With interest rates at all-time lows in 2020 and starting to creep back up a bit in 2021, you may be wondering if it’s too late to refinance your home’s mortgage in order to save some money. That being said, even if you do qualify for a great rate thanks to a solid credit score and history of on-time payments, you may still be unsure about whether or not refinancing your home’s mortgage is a sound financial decision. Generally speaking, saving money is good no matter how you do it. However, there are always pros and cons to think about as you weigh any major financial decision, and refinancing a home is definitely a major financial decision.
In some situations, like a scenario when you want to do some renovations or work on your home, getting a new lender is likely a bit easier to think about as a homeowner. Refinancing your home and dropping your interest rate a point or two can translate to thousands of dollars saved over the lifetime of the loan. With these savings from a lower APR, you could look into putting some much-needed work on your home and research the benefits of vinyl siding. Even so, it’s still a good idea to think critically about whether or not you really want to refinance your loan at this time. Read on for a few pros and cons to consider as you think about whether it makes sense for you and your family to look into refinancing your mortgage or not.
Will a lower rate save you money as a borrower?
With interest rates as low as they’ve been in recent months, it’s clear that from an interest payment standpoint, refinancing your mortgage will absolutely save you money over the term of your loan. If you consider the fact that a $250,000 mortgage winds up costing $456,000 over the lifetime of a 30-year loan at a 4.5 percent interest rate, it quickly becomes obvious that lowering your interest rate to even 3.25% could save you a total of $64,000 over thirty years. That’s money that could be invested into a retirement fund or college fund and can be put to good use, so it’s definitely worth talking to a private lender about your mortgage if you can save money and get a more competitive interest rate with a different lender.
Will refinancing your mortgage cost you in the short-term?
As you weigh the pros and cons of refinancing, you may come up against a few short-term drawbacks that may make you pause and think. Some of the cons of refinancing as a homeowner have more to do with your overall personal finances, while others are just financial considerations to weigh in regards to the mortgage itself.
For example, when you refinance your mortgage your credit score will get a hard check and your credit will likely go down for a period of time due to the new loan. That being said, your score will rebound in time and will likely not be too negatively impacted by the decision to refinance.

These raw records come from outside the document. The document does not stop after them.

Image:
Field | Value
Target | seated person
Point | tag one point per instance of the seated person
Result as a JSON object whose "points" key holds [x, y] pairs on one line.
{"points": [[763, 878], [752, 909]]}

Another short-term cost to think about when you’re considering a refinance is if you’ll have to pay new loan origination costs with the new loan provider. Paying the lender for these fees generally isn’t too extravagant. However, it is worth noting that you will need to pay some money in the immediate short-term if you’re going to be refinancing your mortgage. You may also have to pay PMI (private mortgage insurance) if you don’t have 20 percent equity in your home. For this reason, some people choose to wait until they’ve built up more home equity, since the percentage you pay in PMI may wind up negating the interest points you’re saving with a refinance in the first place.